Chyba wszyscy wiedzą, że litera „L” na dachu samochodu oznacza, że pojazdem kieruje uczeń–kierowca, czyli osoba w trakcie nauki jazdy.
Duża litera "L" to międzynarodowy symbol pochodzący od angielskiego słowa "learner" czyli uczeń. Litera informuje innych uczestników ruchu, by zachowali szczególną ostrożność i cierpliwość, bo kierowca może jechać wolniej, popełniać błędy albo nagle zahamować. I tylko z tego powodu każdy inny kierowca powinien zdjąć nogę z gazu i jechać powoli.
- Wydaje się to oczywiste, aby brać "poprawkę" na tak oznaczony samochód, jednak nie wszystkim się to udaje - słyszymy.
Tak było teraz w Cieplicach. W przypadku kolizji na Dworcowej 68-letni kierujący Oplem nie wziął tej poprawki, nie zachował bezpiecznej odległości i najechał na tył VW, którym kierowała 18-letnia kursantka. Starszy pan dostał mandat.
Niby zahamował nagle samochód z L, ale nie można go za to winić. Czy winne jest w takim razie auto jadące z tyłu, obojętne kto nim kierował? Niby tak. Policja również to potwierdziła. Ktoś powie, że L-ka nagle zahamowała. Też racja, ale kierowca L-ki dopiero się uczy (w tym wypadku młoda kobieta). I może wykonać nieprzewidziany manewr.
Wymaganie więc od takiego kursanta czy kursantki, aby jeździli jak wytrawni kierowcy, jest jak wymaganie od 7-latka znania na pamięć całej tabliczki mnożenia. A więc wydaje się to nierealne do zrobienia.
Czy chodzi o pieniądze?
Z ostatnich dostępnych danych za 2023 rok wynika, że egzamin praktyczny kat. B (a więc na samochód osobowy) w Ośrodku Egzaminowania Kandydatów na Kierowców w Cieplicach za pierwszym razem zdało jedynie mniej niż połowa osób!
W liczbach wygląda to słabiutko. Na 743 zdających egzamin za pierwszym razem "przeszło" jedynie 306 osób. A więc 437 osób go oblało. Można domniemywać, że nie byli wystarczająco nauczeni mimo, że za kurs zapłacili grube pieniądze (obecnie ok. 3 tys. zł).

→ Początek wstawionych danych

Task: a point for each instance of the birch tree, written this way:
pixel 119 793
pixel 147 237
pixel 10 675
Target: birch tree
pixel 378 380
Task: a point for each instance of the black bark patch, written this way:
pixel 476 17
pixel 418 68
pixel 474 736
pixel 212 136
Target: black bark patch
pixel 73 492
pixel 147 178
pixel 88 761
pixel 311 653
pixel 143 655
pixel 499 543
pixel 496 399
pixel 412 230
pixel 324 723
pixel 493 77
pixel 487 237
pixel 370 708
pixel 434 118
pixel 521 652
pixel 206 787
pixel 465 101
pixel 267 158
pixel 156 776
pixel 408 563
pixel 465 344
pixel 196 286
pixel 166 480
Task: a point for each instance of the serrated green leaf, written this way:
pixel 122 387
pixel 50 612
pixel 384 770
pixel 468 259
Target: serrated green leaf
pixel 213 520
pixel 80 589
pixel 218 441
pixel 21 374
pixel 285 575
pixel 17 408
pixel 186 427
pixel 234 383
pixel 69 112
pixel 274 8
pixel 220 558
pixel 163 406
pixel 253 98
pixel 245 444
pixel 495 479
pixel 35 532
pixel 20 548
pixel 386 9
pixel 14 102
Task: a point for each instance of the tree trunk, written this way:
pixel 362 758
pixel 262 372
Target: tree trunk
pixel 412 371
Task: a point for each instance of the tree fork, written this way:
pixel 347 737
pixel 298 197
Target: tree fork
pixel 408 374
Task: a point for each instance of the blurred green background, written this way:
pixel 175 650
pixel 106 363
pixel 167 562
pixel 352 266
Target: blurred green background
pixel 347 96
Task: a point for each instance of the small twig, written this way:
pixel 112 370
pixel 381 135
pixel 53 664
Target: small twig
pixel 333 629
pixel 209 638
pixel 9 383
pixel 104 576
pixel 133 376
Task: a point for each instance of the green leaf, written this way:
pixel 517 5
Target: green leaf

- To mniej więcej tak, jakby nauczyciel w szkole wtłaczał uczniom do głów przez 2 miesiące jakiś rozdział a i tak połowa klasy dostała jedynki - słyszymy.

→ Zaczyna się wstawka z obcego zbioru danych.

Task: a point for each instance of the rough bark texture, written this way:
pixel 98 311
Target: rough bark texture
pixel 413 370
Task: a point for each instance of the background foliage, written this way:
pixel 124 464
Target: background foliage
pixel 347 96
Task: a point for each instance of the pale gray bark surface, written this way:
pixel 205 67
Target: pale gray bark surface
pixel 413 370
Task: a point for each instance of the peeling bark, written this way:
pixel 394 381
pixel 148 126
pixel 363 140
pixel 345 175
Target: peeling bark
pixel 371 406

A więc gdzie leży problem? Czy w przeciętnym poziomie nauczania jazdy? Czy w oporności przyszłych kierowców? A może jeszcze gdzie indziej? A może w tym, że WORD-owi (Wojewódzki Ośrodek Ruchu Drogowego) nie opłaca się, aby przyszły kierowca zdał za pierwszym razem?
- Jak to mówią: "jeśli nie wiadomo o co chodzi, to chodzi o pieniądze" - słyszymy.
Za każdą godzinę doszkalania w późniejszym czasie każdy kto oblał płaci 100 zł. A niektórzy muszą zdawać i po 3 czy 4 razy. A już wcześniej zapłacili 3 tys. zł za kurs.
Z kolei egzamin praktyczny w WORD kosztuje prawie 300 zł. Jeśli ktoś go zda od razu to później już "z niego" pieniędzy nie będzie.
Jednak okazuje się, tak czy siak kursant jest zawsze na słabszej pozycji...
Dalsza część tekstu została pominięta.